When it comes to compliance with authorities, Apple has certainly found itself on the wrong end in the past. This is mostly because of its strict privacy policies that even prevent the company from scanning its own devices. Well, that is about to slightly change as the company plans to start scanning photos stored on iPhones and iCloud for child abuse imagery.
As reported first by the Financial Times, this new system is designed to help law enforcement in criminal investigations. However, it is expected that it could open the gateway to increased legal and government demands for user data.
Dubbed neuralMatch, this new system will “proactively alter a team of human reviewers if it believes illegal imagery is detected, who would then contact law enforcement if the material can be verified.” The software was trained using 200,000 images from the USA’s National Center for Missing & Exploited Children. For that, it will initially roll out in the U.S. as it compares images to a database of known images of child sexual abuse.

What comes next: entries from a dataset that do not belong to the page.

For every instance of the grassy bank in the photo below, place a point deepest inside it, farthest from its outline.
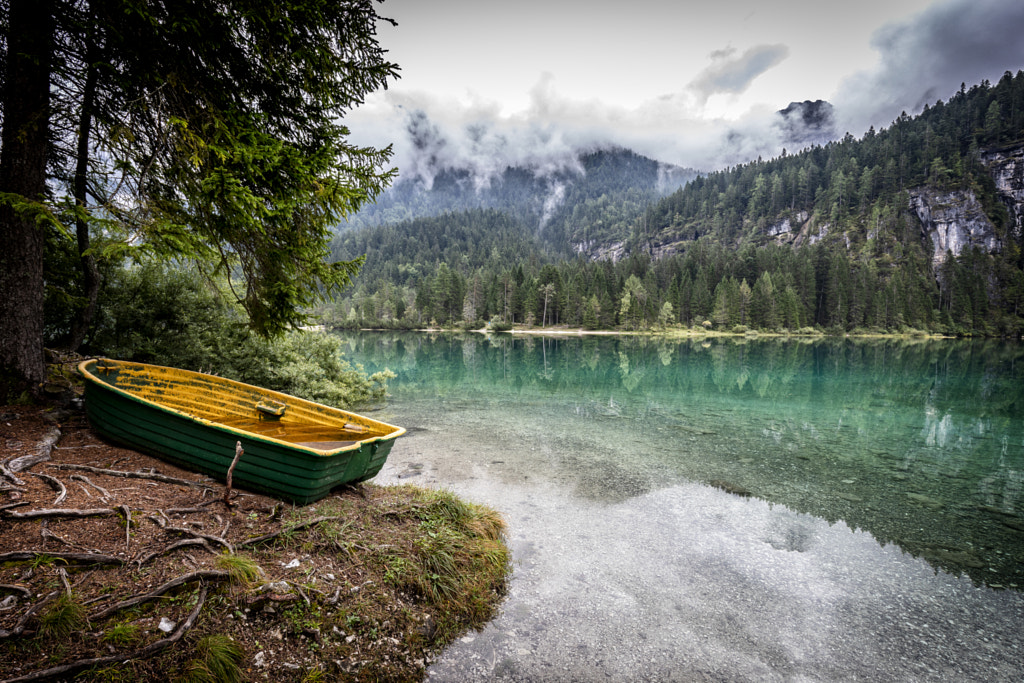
(366, 585)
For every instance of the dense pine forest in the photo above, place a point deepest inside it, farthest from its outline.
(827, 239)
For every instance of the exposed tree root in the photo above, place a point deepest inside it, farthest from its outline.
(269, 537)
(83, 558)
(140, 653)
(54, 483)
(55, 512)
(174, 546)
(160, 590)
(155, 476)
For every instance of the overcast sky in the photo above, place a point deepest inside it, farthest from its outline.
(493, 82)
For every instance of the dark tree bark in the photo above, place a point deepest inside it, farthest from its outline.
(90, 273)
(23, 177)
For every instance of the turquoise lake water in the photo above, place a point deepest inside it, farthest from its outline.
(920, 443)
(727, 509)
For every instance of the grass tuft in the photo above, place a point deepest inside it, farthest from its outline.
(121, 635)
(243, 570)
(217, 659)
(64, 617)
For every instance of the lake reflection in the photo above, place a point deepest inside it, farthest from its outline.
(920, 443)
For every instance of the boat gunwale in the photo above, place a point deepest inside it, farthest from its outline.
(355, 445)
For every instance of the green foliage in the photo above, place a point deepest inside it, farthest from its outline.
(122, 635)
(173, 317)
(217, 659)
(859, 260)
(243, 570)
(64, 617)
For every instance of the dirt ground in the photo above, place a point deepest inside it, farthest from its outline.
(321, 603)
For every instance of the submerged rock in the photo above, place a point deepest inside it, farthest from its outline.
(730, 487)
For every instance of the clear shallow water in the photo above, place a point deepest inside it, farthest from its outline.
(883, 537)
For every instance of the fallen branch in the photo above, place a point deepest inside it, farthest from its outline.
(60, 512)
(10, 475)
(19, 627)
(55, 484)
(42, 452)
(127, 513)
(174, 546)
(140, 653)
(11, 588)
(159, 591)
(268, 537)
(81, 477)
(230, 471)
(47, 535)
(155, 476)
(207, 537)
(89, 558)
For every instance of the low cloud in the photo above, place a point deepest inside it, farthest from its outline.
(732, 75)
(927, 57)
(921, 59)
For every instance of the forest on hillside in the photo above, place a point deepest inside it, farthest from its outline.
(708, 254)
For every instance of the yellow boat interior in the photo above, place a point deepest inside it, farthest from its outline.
(241, 407)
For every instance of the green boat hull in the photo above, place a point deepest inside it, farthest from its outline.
(293, 472)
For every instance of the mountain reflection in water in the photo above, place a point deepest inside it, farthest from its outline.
(919, 442)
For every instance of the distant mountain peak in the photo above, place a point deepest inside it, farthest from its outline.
(808, 123)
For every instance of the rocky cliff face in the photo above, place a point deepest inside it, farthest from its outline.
(1007, 167)
(953, 221)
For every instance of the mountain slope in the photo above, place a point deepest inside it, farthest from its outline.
(561, 199)
(913, 226)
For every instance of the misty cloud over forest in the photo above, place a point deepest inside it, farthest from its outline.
(919, 60)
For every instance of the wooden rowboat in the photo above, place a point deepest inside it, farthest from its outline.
(294, 449)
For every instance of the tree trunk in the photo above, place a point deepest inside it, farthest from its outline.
(23, 178)
(90, 274)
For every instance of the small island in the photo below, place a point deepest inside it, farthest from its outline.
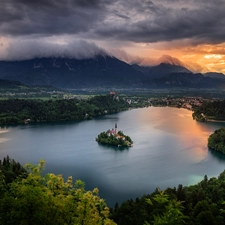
(216, 141)
(114, 137)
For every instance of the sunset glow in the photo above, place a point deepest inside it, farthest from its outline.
(137, 32)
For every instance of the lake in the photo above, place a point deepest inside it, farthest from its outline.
(170, 148)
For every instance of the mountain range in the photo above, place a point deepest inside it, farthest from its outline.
(104, 71)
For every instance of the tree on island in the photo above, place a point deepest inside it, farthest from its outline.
(216, 141)
(114, 137)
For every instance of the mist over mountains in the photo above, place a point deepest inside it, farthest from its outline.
(104, 71)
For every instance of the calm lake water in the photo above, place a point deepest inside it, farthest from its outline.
(170, 148)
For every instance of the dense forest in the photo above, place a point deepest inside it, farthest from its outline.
(200, 204)
(216, 141)
(28, 197)
(32, 198)
(210, 111)
(120, 140)
(18, 111)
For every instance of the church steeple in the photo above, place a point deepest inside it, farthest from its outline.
(116, 129)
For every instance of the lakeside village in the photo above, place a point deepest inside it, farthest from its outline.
(114, 137)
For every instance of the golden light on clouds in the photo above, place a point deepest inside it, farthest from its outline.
(197, 58)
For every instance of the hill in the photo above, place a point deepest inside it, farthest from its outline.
(104, 71)
(72, 73)
(159, 71)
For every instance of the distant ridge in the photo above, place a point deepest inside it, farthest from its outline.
(104, 71)
(161, 70)
(72, 73)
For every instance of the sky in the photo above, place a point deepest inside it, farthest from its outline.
(190, 33)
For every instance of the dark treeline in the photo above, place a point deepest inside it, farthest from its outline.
(210, 111)
(202, 203)
(28, 197)
(18, 111)
(11, 170)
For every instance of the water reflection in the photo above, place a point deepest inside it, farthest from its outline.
(170, 148)
(220, 157)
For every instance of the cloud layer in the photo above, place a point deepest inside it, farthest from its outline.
(46, 23)
(138, 21)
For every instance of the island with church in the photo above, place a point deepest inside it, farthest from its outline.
(114, 137)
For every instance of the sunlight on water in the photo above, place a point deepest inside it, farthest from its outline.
(170, 148)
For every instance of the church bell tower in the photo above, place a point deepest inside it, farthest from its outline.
(116, 129)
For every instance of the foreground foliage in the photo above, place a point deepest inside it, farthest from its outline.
(28, 197)
(200, 204)
(48, 199)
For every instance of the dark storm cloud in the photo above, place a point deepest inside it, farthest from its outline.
(201, 21)
(153, 21)
(22, 50)
(49, 17)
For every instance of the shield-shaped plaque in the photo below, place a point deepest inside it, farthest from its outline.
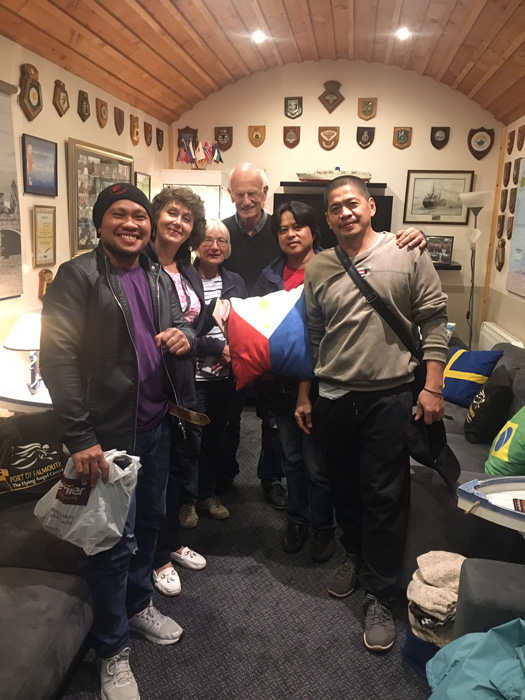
(187, 136)
(331, 97)
(402, 136)
(256, 134)
(367, 107)
(293, 107)
(328, 137)
(160, 139)
(512, 199)
(500, 226)
(365, 135)
(60, 98)
(521, 137)
(224, 137)
(30, 98)
(148, 133)
(516, 171)
(119, 119)
(83, 108)
(506, 173)
(102, 112)
(134, 129)
(291, 136)
(500, 255)
(439, 136)
(480, 141)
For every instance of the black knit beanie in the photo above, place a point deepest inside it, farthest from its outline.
(122, 190)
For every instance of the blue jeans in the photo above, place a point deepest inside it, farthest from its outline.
(309, 494)
(119, 577)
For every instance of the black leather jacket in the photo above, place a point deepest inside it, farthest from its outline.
(88, 358)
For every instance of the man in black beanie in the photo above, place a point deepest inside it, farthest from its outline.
(111, 330)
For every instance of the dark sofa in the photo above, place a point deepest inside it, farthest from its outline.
(436, 522)
(45, 605)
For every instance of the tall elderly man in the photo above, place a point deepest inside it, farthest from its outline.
(361, 417)
(111, 333)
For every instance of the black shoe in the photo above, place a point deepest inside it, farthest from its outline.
(276, 496)
(294, 538)
(322, 547)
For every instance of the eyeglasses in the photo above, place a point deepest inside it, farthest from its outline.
(208, 242)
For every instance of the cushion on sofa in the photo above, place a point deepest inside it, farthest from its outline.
(466, 372)
(490, 408)
(507, 454)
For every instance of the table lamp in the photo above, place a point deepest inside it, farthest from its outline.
(474, 201)
(25, 335)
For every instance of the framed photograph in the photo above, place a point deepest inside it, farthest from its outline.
(90, 170)
(39, 165)
(432, 196)
(44, 236)
(440, 249)
(143, 182)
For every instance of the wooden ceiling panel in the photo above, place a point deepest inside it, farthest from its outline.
(164, 56)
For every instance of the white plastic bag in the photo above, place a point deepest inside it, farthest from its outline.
(91, 518)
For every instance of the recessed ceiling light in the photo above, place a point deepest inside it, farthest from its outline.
(258, 37)
(403, 33)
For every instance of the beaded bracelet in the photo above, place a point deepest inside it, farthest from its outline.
(434, 393)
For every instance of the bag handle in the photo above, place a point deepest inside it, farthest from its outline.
(378, 304)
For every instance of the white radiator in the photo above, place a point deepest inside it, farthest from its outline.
(490, 334)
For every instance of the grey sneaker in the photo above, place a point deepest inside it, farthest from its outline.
(188, 516)
(342, 581)
(116, 678)
(214, 507)
(155, 626)
(380, 631)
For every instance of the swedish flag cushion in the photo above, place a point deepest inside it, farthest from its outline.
(466, 372)
(507, 454)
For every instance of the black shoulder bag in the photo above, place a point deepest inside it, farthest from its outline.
(427, 443)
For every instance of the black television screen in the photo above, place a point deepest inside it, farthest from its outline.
(381, 221)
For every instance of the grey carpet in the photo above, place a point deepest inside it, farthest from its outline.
(259, 624)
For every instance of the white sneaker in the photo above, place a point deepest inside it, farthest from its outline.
(155, 626)
(116, 678)
(167, 581)
(189, 559)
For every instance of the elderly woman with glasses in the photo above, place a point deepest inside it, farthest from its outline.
(214, 380)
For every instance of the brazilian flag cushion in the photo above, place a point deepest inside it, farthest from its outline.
(507, 454)
(466, 372)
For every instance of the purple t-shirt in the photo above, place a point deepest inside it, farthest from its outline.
(153, 402)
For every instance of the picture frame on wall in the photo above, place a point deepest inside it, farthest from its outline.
(39, 166)
(143, 182)
(440, 249)
(44, 236)
(432, 196)
(90, 170)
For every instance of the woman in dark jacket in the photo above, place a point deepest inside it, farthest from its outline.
(214, 380)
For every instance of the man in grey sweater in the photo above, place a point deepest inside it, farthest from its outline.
(365, 372)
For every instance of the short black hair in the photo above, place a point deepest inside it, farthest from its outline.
(303, 214)
(343, 180)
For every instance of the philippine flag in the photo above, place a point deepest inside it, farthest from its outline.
(269, 334)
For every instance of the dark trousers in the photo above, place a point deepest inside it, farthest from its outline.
(363, 437)
(119, 577)
(213, 398)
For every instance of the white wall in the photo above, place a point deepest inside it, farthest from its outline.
(48, 125)
(505, 308)
(403, 99)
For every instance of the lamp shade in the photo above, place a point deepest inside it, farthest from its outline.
(25, 334)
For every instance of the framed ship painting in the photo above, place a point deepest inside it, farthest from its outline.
(432, 196)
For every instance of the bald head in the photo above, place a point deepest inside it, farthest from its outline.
(248, 189)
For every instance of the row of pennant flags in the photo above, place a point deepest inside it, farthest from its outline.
(199, 155)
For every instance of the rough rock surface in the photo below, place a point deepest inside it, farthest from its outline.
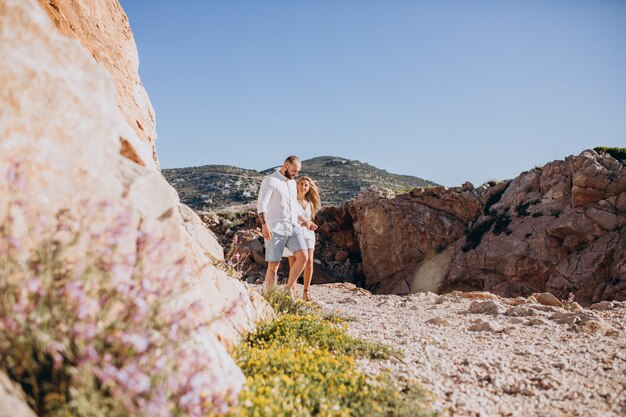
(482, 355)
(61, 125)
(560, 229)
(102, 28)
(396, 233)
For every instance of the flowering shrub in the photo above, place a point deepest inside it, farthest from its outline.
(304, 365)
(89, 323)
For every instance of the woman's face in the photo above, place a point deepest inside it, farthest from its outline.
(303, 187)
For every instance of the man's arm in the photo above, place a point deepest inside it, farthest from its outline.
(308, 223)
(265, 193)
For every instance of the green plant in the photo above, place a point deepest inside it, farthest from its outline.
(501, 224)
(87, 312)
(494, 198)
(305, 366)
(322, 333)
(617, 153)
(474, 234)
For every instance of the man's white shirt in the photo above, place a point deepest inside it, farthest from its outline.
(278, 199)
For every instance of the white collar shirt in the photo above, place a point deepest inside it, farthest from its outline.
(278, 199)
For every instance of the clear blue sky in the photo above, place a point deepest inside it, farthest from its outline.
(445, 90)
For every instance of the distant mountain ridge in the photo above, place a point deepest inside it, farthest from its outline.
(216, 187)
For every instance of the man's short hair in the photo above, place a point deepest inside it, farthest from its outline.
(291, 159)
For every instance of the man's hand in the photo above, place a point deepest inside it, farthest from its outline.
(267, 233)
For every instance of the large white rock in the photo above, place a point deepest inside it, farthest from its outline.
(60, 120)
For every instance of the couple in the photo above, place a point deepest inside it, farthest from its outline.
(286, 210)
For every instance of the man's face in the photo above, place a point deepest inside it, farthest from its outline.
(292, 169)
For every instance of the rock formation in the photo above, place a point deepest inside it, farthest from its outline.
(559, 228)
(102, 27)
(78, 126)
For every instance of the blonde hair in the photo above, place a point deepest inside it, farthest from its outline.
(312, 196)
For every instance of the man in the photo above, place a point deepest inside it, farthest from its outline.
(281, 218)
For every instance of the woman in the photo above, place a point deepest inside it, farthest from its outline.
(309, 199)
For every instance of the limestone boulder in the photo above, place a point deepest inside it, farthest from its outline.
(557, 229)
(12, 400)
(64, 133)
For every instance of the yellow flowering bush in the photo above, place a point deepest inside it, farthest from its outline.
(304, 365)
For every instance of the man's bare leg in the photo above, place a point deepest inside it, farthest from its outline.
(271, 274)
(296, 269)
(308, 276)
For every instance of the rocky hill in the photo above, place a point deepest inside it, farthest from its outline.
(216, 187)
(559, 228)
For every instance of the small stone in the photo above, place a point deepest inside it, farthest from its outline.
(484, 307)
(603, 306)
(548, 299)
(536, 321)
(519, 312)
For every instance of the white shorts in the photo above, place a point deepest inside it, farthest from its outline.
(308, 240)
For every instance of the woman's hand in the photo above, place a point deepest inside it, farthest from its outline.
(267, 233)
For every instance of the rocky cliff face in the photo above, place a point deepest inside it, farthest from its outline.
(559, 228)
(101, 27)
(76, 126)
(564, 233)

The firm already scans files stored on iCloud against known child abuse imagery. But neuralMatch would take the step further allowing access to local storage.
This development follows a period when Apple has famously stood up to federal authorities explaining that its privacy rules are unbreakable. This includes saying a no to the FBI in 2015 when they wanted the iPhone-maker to build a backdoor into iOS to access an iPhone belonging to a suspect.
So, this will probably mend the torn bridges between the FBI and Apple…maybe.